Fire owner Joe Mansueto must act and replace Georg Heitz

In July, Fire owner Joe Mansueto said he’d like to bring back sporting director Georg Heitz.

Mansueto needs to reconsider and move on from Heitz.

Barring a miraculous turnaround, the Fire will miss the postseason for the third straight year under Heitz. After averaging exactly one point per game over Heitz’s first two seasons, the Fire actually are on pace to improve. However, as the standings show, not nearly enough.

This can’t continue.

Heitz’s latest misstep is indicative of why the Fire must make a change. Before the transfer deadline, when the Fire were still reasonably in playoff contention, Heitz didn’t reinforce the spine of the team by bringing in either a new center back or central midfielder. With midfielder Gaston Gimenez out for the season and centerback Wyatt Omsberg recovering from foot surgery, the Fire are paper-thin up the middle. But Heitz limited coach Ezra Hendrickson’s options by standing pat when he had the chance to bring in help.

With his contract up at the end of the season, the Fire can’t stand pat with Heitz, who has shown little understanding of how to build a winner under MLS’ salary-cap constraints. He also has struggled with his biggest signings.

While the Xherdan Shaqiri gamble was worth taking, it hasn’t paid off because of his injuries. When he has been healthy, Shaqiri has been good but not good enough to justify his salary. Unfortunately for the Fire, Shaqiri’s availability has been an issue and doesn’t figure to get better as he ages.

For Heitz, missing on designated players and expensive purchases has been common, and the Fire have paid for those mistakes. With the season on the line, the Fire are winless in their last five matches entering Saturday and haven’t scored in 400 minutes. Nobody has stepped up to make something happen. Their attack — which was supposed to have been bolstered by Shaqiri, fellow designated player Jairo Torres and high-priced striker Kacper Przybylko — has produced the fewest goals in the league with 28.

Staying with Heitz would invite more of the same.

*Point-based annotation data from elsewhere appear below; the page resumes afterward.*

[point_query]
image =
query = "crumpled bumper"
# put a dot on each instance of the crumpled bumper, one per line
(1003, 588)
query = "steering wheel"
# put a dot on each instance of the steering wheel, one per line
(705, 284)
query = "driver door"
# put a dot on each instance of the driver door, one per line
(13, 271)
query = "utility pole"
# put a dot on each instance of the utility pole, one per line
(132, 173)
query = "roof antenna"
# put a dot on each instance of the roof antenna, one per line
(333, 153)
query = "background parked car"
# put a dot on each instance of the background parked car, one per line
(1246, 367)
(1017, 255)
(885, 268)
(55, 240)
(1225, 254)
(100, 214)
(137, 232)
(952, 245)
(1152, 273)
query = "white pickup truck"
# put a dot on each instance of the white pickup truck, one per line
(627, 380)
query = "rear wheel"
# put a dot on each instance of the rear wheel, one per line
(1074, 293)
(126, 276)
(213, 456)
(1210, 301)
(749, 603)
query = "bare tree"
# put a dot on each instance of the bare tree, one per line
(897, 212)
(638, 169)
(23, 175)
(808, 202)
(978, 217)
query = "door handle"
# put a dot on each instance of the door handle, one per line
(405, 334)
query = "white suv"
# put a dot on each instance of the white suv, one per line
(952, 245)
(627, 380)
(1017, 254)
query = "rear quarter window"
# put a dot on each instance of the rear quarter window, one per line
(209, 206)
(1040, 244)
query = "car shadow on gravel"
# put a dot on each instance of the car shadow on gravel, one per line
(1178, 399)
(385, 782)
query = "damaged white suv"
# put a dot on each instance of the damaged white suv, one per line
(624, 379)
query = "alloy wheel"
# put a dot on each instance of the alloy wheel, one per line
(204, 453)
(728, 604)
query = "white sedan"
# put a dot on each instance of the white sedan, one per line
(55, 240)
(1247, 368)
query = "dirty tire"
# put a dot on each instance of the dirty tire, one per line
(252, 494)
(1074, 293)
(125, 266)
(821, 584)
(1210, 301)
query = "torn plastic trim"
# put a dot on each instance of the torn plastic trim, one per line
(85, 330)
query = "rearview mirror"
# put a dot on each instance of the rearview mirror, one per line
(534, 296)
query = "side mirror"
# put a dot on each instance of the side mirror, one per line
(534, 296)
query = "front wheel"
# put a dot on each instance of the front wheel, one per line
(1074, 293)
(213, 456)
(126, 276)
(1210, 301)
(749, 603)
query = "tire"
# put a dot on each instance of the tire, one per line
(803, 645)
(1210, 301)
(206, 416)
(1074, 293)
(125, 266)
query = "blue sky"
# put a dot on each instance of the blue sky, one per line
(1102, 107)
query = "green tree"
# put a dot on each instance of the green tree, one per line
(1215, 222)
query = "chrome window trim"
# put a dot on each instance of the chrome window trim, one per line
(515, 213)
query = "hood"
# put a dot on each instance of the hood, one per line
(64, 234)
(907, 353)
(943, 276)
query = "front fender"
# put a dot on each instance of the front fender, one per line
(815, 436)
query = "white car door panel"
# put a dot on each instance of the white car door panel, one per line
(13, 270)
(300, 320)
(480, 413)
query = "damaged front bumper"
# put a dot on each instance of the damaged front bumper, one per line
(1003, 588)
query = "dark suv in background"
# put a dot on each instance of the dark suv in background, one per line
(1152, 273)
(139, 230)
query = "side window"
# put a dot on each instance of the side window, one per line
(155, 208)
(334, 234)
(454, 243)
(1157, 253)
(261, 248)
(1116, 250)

Giving him additional time and maybe another rebuild could threaten the next two or three seasons, potentially further saddling the franchise with more questionable long-term deals.

That also would hurt the business side of the club. Because the Fire have struggled to win, they’ve given nobody a reason to try their product. On Aug. 27, a perfect night for soccer, only 13,907 turned out at Soldier Field to see the Fire lose 2-0 to CF Montreal. The quality of play only will become more important to the franchise’s goals next year, when casual fans will have to seek out matches on Apple TV+ instead of flipping to the familiar and accessible WGN.

Keeping Heitz in charge of the product would be incredibly risky.

That said, getting rid of Heitz also would carry some risk. Mansueto would need to find somebody to oversee Swiss partner club FC Lugano. Perhaps Heitz could be transferred there and have no role with the Fire. A new sporting director would mean another remodeling, continuing the Fire’s cycle of new executives and visions.

Yet, as the Fire learned when Heitz kept the status quo before the 2021 season, continuity isn’t always a good thing. More of Heitz would be the bad kind of continuity.